Take Your Medical Condition into Consideration
Once you have stacked your medicine cabinet with quality essential oils, you can start experimenting with them. Now, every essential oil has its unique therapeutic properties. To create an effective remedy, you will have to take your medical condition into account.
Study the symptoms and causes of your illness. Based on that knowledge, pick the essential oils that will help you ease or completely cure your ailment.
For instance, if you would like to treat athlete’s foot use antifungal essential oils (oregano, tea tree) and if you would like to reduce the rheumatic pain use analgesic and anti-inflammatory essential oils (ginger, eucalyptus).
The following list will introduce you to the specific health benefits of some of the most commonly used essential oils.
Health Benefits of 5 Common Essential Oils
Lavender essential oil
Provides protection from free radicals (oxidative stress), induces relaxation and relieves stress, supports cognitive function, heals injured skin (burns, cuts, wounds etc.), relieves headaches and migraines, promotes healthy sleep, reduces pain (is a natural painkiller), etc.
Peppermint essential oil
Relieves joint and muscle pain, benefits respiratory health, alleviates headaches and migraines, repels insects naturally, relieves itchiness (poison ivy, bug bites etc.), reduces nausea, promotes skin health, etc.
Frankincense essential oil
Reduces stress, anxiety, and depression, helps boost the immune system, improves skin health and has anti-aging effects, reduces inflammation and pain, aids sleep, etc.
Rosemary essential oil
Reduces stress hormone cortisol, has potential anti-cancer properties due to the component called carnosol, helps aid respiratory problems, helps boost the immune system, relieves pain, treats indigestion, helps detoxify the liver, etc.
Tea tree essential oil
Repels insects, protects wounds and cuts from infections, speeds up wound healing, reduces inflammation, fights bacterial, viral and fungal infections, relieves acne and psoriasis, aids respiratory illnesses, etc.
2. Essential Oils That Complement Each Other
Essential oils work great on their own but they also work together in harmony. Blending essential oils is a common practice exercised by professional and self-thought aromatherapists. Some brands even sell their own unique proprietary blends.
Essential oils enhance each other when blended. Each plant extract brings its unique chemical makeup to the mix, creating one-of-a-kind remedy. For instance, applying different antibacterial oil blends to your infection will reduce the risks of antibiotic resistance.

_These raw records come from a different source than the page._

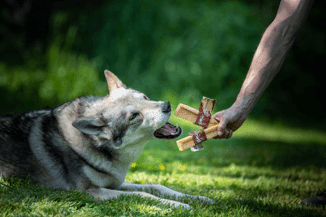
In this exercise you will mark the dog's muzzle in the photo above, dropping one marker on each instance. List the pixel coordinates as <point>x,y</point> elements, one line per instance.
<point>168,131</point>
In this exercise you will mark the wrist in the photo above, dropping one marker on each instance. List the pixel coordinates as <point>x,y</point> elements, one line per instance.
<point>243,105</point>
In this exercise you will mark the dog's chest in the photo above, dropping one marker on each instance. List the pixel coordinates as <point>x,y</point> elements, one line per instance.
<point>113,179</point>
<point>117,171</point>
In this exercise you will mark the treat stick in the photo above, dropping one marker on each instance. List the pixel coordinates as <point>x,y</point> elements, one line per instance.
<point>190,114</point>
<point>188,142</point>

The art of blending is not difficult to master. First, you will have to group your essential oils to know which complement each other. Take these three grouping methods into consideration when prepping your essential oil blends:
Group Essential Oils By Effects You Are After
Group your essential oils by their effects and stick within the group when blending them. For instance, calming essential oils should make one group while detoxifying should make another. Whenever you are feeling anxious or stressed out blend those calming essential oils together and enjoy the benefits of your aromatherapy.
Take a look at this classification:
- Calming group: Lavender, ylang-ylang, bergamot, neroli, geranium, melissa essential oil, etc.
- Energizing group: Peppermint, eucalyptus, rosemary, tea tree, lemon, basil, grapefruit essential oil, etc.
- Detoxifying group: Peppermint, mandarin, juniper, grapefruit, patchouli, helichrysum essential oil, etc.
Group Essential Oils By Scent
You can also arrange your essential oils by the smell. Some plant extracts may fit into more than one category depending on your sense of smell. You do not need to stress about it. Just follow your taste and you will soon be inspired. Essential oils of the same group usually complement each other.
The following grouping will give you an idea of how to approach your prepping:
- Flowery: Lavender, jasmine, geranium, rose, ylang-ylang essential oil, etc.
- Woody: Frankincense, cedarwood, cypress, myrrh, juniper, sandalwood, patchouli, helichrysum essential oil, etc.
- Spicy: Cinnamon, nutmeg, clove, black pepper, ginger essential oil, etc.
- Citrus: Lemon, grapefruit, citronella, bergamot, neroli, orange, lemongrass essential oil, etc.
- Herbal: Chamomile, marjoram, peppermint, basil, rosemary, pine, eucalyptus essential oil, etc.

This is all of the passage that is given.